“Los crímenes de Atapuerca”. Capítulo 74

Capítulo 74

Carla se enfrenta a su clase de nuevo. En la última fila está sentado Marco. Hace un esfuerzo por no mirar al chico. Mientras habla de El Rey Lear de Shakespeare, nota cómo la voz se le ahoga:

—Lear no entiende cómo la vida puede seguir sin su hija Cordelia porque tras su muerte el mundo se ha vaciado de significado. Por eso su monólogo se ha hecho clásico, porque expresa perfectamente el dolor cuando perdemos a un hijo.

Silencio indiferente y abúlico.

—¿Cuál es la clave del amor según Shakespeare? Demostrarlo sin expresarlo con palabras. Las bonitas palabras, los halagos delante de terceros se los lleva el viento, nos dice Shakespeare.

Cuando la clase termina, Carla le dice a Marco:

—¿Puedo hablar contigo?

Al chico se le nota muy incómodo. Como si ella le estuviera retorciendo el brazo.

—Sí.

—¿Viste a Miriam ese día?

—Escuche, ya se lo he dicho a la policía.

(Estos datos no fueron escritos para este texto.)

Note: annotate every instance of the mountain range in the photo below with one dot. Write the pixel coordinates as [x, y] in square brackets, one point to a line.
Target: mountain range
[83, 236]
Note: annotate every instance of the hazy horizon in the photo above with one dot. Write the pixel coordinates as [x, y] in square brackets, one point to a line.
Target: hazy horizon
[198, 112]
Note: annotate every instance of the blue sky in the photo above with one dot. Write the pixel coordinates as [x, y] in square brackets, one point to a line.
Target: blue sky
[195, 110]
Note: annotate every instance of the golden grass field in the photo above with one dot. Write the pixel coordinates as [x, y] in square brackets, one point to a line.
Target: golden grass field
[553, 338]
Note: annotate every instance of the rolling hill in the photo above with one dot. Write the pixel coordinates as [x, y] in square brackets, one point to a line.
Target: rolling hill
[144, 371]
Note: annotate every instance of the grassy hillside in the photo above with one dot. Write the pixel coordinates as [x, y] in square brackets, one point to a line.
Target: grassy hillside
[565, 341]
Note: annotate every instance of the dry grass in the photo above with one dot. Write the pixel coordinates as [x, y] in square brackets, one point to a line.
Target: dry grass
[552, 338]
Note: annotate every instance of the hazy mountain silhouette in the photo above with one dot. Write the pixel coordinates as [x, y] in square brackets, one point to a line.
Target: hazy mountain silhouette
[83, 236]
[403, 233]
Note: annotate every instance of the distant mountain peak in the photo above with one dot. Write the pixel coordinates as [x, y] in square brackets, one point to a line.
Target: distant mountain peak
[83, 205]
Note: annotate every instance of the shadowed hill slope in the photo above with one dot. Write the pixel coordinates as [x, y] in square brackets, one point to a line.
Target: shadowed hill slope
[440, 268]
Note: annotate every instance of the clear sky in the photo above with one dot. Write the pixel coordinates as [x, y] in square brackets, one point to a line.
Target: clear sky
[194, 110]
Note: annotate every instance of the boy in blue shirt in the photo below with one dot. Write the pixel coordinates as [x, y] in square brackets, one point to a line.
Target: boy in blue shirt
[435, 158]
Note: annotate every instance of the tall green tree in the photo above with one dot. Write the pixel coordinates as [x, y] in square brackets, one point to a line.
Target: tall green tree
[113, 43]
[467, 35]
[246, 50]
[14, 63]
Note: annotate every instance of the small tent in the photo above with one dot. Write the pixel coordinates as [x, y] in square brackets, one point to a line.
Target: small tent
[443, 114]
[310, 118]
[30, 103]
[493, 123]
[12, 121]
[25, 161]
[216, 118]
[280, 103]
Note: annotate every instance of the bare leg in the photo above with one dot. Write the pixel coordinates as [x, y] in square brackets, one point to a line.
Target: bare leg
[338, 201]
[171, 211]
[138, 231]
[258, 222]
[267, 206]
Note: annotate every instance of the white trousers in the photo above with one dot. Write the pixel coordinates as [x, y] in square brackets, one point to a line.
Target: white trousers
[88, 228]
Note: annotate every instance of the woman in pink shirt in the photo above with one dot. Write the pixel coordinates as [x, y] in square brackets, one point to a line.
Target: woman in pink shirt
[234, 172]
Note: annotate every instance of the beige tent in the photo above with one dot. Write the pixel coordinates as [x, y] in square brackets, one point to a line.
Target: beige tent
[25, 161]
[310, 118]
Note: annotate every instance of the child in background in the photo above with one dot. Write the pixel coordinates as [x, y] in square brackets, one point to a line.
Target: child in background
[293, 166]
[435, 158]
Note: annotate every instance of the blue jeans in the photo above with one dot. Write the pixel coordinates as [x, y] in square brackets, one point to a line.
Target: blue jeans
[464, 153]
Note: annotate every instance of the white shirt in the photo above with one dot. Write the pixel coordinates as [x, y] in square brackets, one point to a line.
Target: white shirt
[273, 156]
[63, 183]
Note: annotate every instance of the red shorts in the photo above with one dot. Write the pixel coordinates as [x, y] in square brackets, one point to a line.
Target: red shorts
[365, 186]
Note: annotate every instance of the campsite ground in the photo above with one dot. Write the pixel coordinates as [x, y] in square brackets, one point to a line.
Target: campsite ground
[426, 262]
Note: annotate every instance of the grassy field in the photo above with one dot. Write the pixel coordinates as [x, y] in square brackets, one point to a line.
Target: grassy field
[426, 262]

Yo no la vi ese día.

La indiferencia hosca del adolescente enerva a Carla, la lleva a traspasar una frontera de frustración que está más allá del dolor vacío, la hartura irritada que suele sentir. No es ya dolor. Es una angustia agotada por vivir, una angustia que le impide levantarse cada día de la cama y atravesar mentalmente el pavimento de las horas vacías que le quedan por vivir. Es la horrible sensación de ser protagonista de una pesadilla que le puede pasar a los demás, pero nunca a una.

—Escucha, si le has hecho daño a mi niña, te mataré, Marco. Me da igual ir a la cárcel. ¿Te crees que tengo ya algo que perder?

Cuatro horas más tarde, Matías, el director del instituto, intercepta a Carla en el aparcamiento cuando ella está apuntando con su mando a la puerta de su Toyota Auris. Carla no quiere ir a casa. Solo quiere conducir. Solo quiere desaparecer. Solo quiere no pensar.

—¿Puedo hablar contigo un momento? —pregunta Matías.

Carla resopla. Se apodera de ella la irritación.

—No es nada malo.

—Sí, claro.

—La madre de un alumno, Marco Herráiz, se ha quejado de ti. Dice que hostigas a su hijo, que le amenazas y que le culpas de lo que le pasó a tu hija.

—Yo no hago eso, Matías.

—Escucha, Carla, sé que lo has pasado muy mal. Y lo estás pasando. Has recibido el peor palo que te puede dar la vida. Pero cógete la baja, no tienes que reincorporarte tan pronto.

—No puedo estar en casa. Me subo por las paredes. La casa se me cae encima.

—Muy bien. Lo entiendo. Pero necesitas descansar, Carla, has estado sometida a mucho estrés últimamente. El chico no…

—Ese chico trafica con drogas aquí en este instituto y metió a mi hija en las drogas, tú lo sabes y miras para otro lado.

—¿Tienes pruebas de lo que dices?

—¿Y tú harías algo, aunque yo te diese una prueba?